Humility is about recognizing the possibility for error, and therefore holding beliefs tentatively (or “defeasibly“). But recognizing uncertainty doesn’t mean that all bets are off. Some bets are still much better than other bets. You don’t know who will win the next horserace, for example, but that doesn’t mean that you’d assign equal probabilities to all contenders. Similarly, we can quantify uncertainty by assigning degrees of belief to different propositions. I might think that life on other planets is unlikely, and that ESP is unlikely, yet assign a much higher probability to the former than to the latter. Similarly, I might think that rain tomorrow and human evolution are highly likely, but assign a much higher probability to the latter than to the former.
“Getting things right,” and “recognizing the possibility for error.” That’s very nice. We should all strive for both…but they’re a bit vague for practical implementation. Where would those virtues leave you, confronted with the question of, for instance, the scientific “consensus” on Darwinian evolution?

Speaking at the Heritage Foundation recently, Discovery Institute Senior Fellow Jay Richards addressed the topic, offering a much more practical set of guidelines for deciding when doubt is in order. It’s a new podcast episode of ID the Future.  Listen to it here, or download it here.
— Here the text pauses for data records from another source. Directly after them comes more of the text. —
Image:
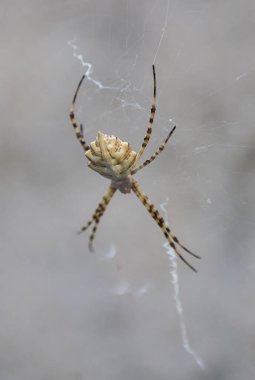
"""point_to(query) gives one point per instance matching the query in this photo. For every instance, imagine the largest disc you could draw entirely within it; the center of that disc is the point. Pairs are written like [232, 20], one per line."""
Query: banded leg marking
[153, 110]
[98, 214]
[161, 223]
[78, 131]
[158, 151]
Dr. Richards, who leads the excellent news site The Stream, has 12 triggers for your skepticism. Think twice about a “proposed consensus”:

“When different claims get bundled together”
“When ad hominem attacks against dissenters predominate”
“When scientists are pressured to toe the party line”
“When publishing and peer review in the discipline is cliquish”
“When dissenters are excluded from the peer-reviewed journals not because of weak evidence or bad arguments but to marginalize them”
“When the actual peer-reviewed literature is misrepresented”
“When consensus is declared before it even exists”
“When the subject matter seems, by its nature, to resist consensus”
“When ‘scientists say’ or ‘science says’ is a common locution”
“When it is being used to justify dramatic political or economic policies”
“When the ‘consensus’ is maintained by an army of water-carrying journalists who defend it with partisan zeal, and seem intent on helping certain scientists with their messaging rather than reporting on the field as fairly as possible”
“When we keep being told that there’s a scientific consensus”
He elaborates on these further, here. I love this as a practical tool for the citizen and science consumer. In fact, with a tip of the hat to Jay, I would propose a scale for quantifying grounds for skepticism – the Richards Scale. For any controversial scientific claim, you count up the clicks on those 12 reasons for doubt, giving you a number between 1 and 12. An idea could register, for example, 3 or 4 on the Richards Scale – prompting mild doubt – or an 11 or 12 – where something fishy is almost certainly going on.

Richards observes:

There’s always this crank somewhere available immediately online that doubts any particular scientific idea, and so the fact that there’s skeptics is not itself an argument against the proposed consensus.
Right, and one does not want to be that crank. Which is why, as he says, you need to examine the sociological dynamics underlying the “consensus.” Tania Lombrozo with her “disdain” for doubts about evolution doesn’t help much with that. The Richards Scale does!